Wednesday, June 3, 2009

The Motif in "Loan Shark"

As previously stated, I love “Loan Shark”, but I confess that even after some close-reading I am still a little confused by what the poem is saying. But since I finally discovered what a loan shark is, I feel a little more confident in my idea.

I think that “Loan Shark” is a story about a young man who suffered a criminal catastrophe within his family (the references to lies and jails and the actual title make me think it was a crime) that made him question his self. The speaker is the man/woman, and the audience is the guilty one who affected him so. The beginning of the song is quiet, and the speaker reflects on his surroundings. In the next verse of the song “Hard rain… unravel your mind” the speaker admits to always loving his audience, despite the press (“the papers”) and dirty facts (“grit and grime”) which come alongside trials and crimes and blackmail. Before the musical climax of the song, the butterfly appears, which stresses its importance. “Tell me…. to lie” is a question to the guilty relation of the speaker. This part of the song says “Tell me what it was like to charge the innocent with your crime and have Robert go to jail for it, and have us lie to ourselves and everyone”. The speaker uses “breaks a butterfly” to show the ludicrousness of harming an innocent by having that one absorb the guilt. The climax of the song, “Sometimes… around me” is a very powerful moment. The remaining verses of the song show the consequences of this event. The speaker admits that this event forced him to change who he looked up to (“all my heroes are dying around me”). He says that he constantly dreams, and hopes that when he dies he will finally find some reason in all that has happened (“And all my answers…steadied by reason”). He decides that he will “cut” himself so that he will have no self, and can break from “burning stretched within”. His quest for understanding of his self in light of the event is the idea that finishes the song.

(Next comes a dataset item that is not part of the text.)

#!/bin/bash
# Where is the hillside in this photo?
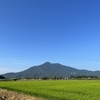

He contemplates on it further (“I spent a long day…breathing it out”), but the slow pace of the song at the end makes me think that he is deciding to slowly forget about the trouble the event caused him.

In this musical work, the appearance of the butterfly gave me the idea that this song is a story about a crime and its effects. Without the butterfly, and the association to innocence I have gathered from other works, I would never have thought to interpret the song in that way. Using Wikipedia and finally learning what a loan shark was also helped me. Yay. Thank you, motif.